This third part in a series on non-linearity looks at other tests and how they can be applied in laboratories that must meet FDA regulations.

We continue here what our last column started (1): discussions of other ways to test data for non-linearity. We'll begin by reviewing what we want to test. FDA/ICH guidelines, starting from a univariate perspective, considers the relationship between the actual analyte concentration and what they generically call the "test result," a term that is independent of the technology used to ascertain the analyte concentration. This term therefore holds good for every analytical methodology from manual wet chemistry to the latest high-tech instrument. In the end, even the latest instrumental methods have to produce a number, representing the final answer for that instrument's quantitative assessment of the concentration, which is the test result from that instrument. This is a univariate concept to be sure, but the same concept that applies to all other analytical methods. Things might change in the future, but currently this is the way analytical results are reported and evaluated.

The question to be answered, then, is that for any given method of analysis, is the relationship between instrument readings (test results) and the actual concentration linear?

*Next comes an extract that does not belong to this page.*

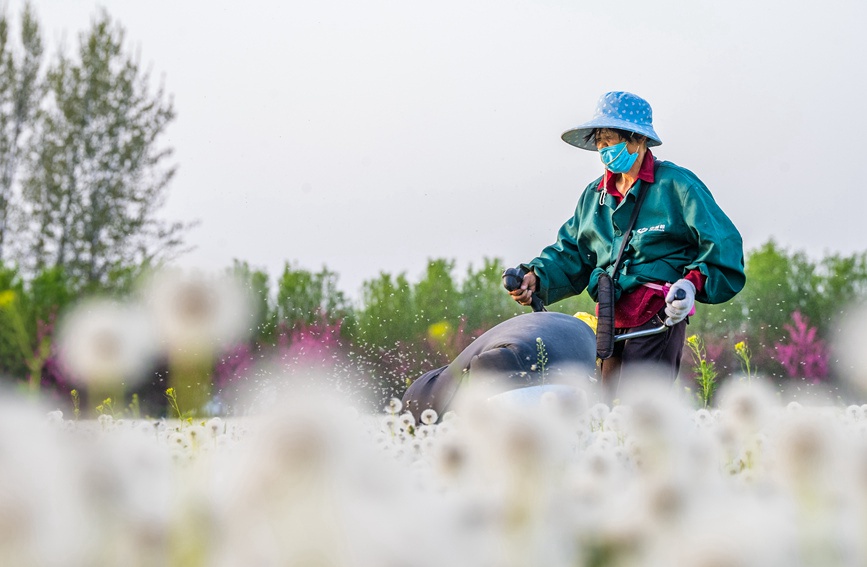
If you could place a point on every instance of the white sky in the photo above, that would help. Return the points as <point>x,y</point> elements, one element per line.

Three tests of this characteristic were discussed in previous columns on this topic — the FDA/ICH recommendation of linear regression with a report of various regression statistics, visual inspection of a plot of test results versus the actual concentrations, and use of the Durbin-Watson statistic. Because we analyzed these tests previously we will not discuss them further here, but a summary is provided in Table I, along with other tests for non-linearity that we explain and discuss in this column.

We now proceed to present various linearity tests that can be found in the statistical literature.

Table I. Various tests for (non)linearity that have been proposed and a summary of their characteristics.

F-Test Figure 1 shows a schematic representation of the F-test for linearity. Note that there are some similarities to the Durbin-Watson test. The key difference between this test and the Durbin-Watson test is that in order to use the F-test as a test for (non)linearity, you must have measured many repeat samples at each value of the analyte. The variabilities of the readings for each sample are pooled, providing an estimate of the within-sample variance. This is indicated by the label "Operative difference for denominator." By analysis of variance, we know that the total variation of residuals around the calibration line is the sum of the within-sample variance (S²_within) plus the variance of the means around the calibration line. Now, if the residuals truly are random, unbiased, and in particular if the model is linear, then we know that the means for each sample will cluster randomly around the calibration line, and that their variance will equal S²_within/n^1/2 (indicated by the label "Operative difference for numerator"). The ratio of these two variances will be distributed as the F-distribution, with an expected value of unity. If there is non-linearity, such as is shown in Figure 1, then the variance corresponding to the means will be inflated by the systematic offset of each sample, and the computed F-ratio will be statistically significantly larger than unity.

This test thus shares several characteristics with the Durbin-Watson test. It is based on well-known and rigorously sound statistics. It is amenable to automated computerized calculation and suitable for automatic operation in an automated process situation. It does not have the "fatal flaw" of the Durbin-Watson statistic.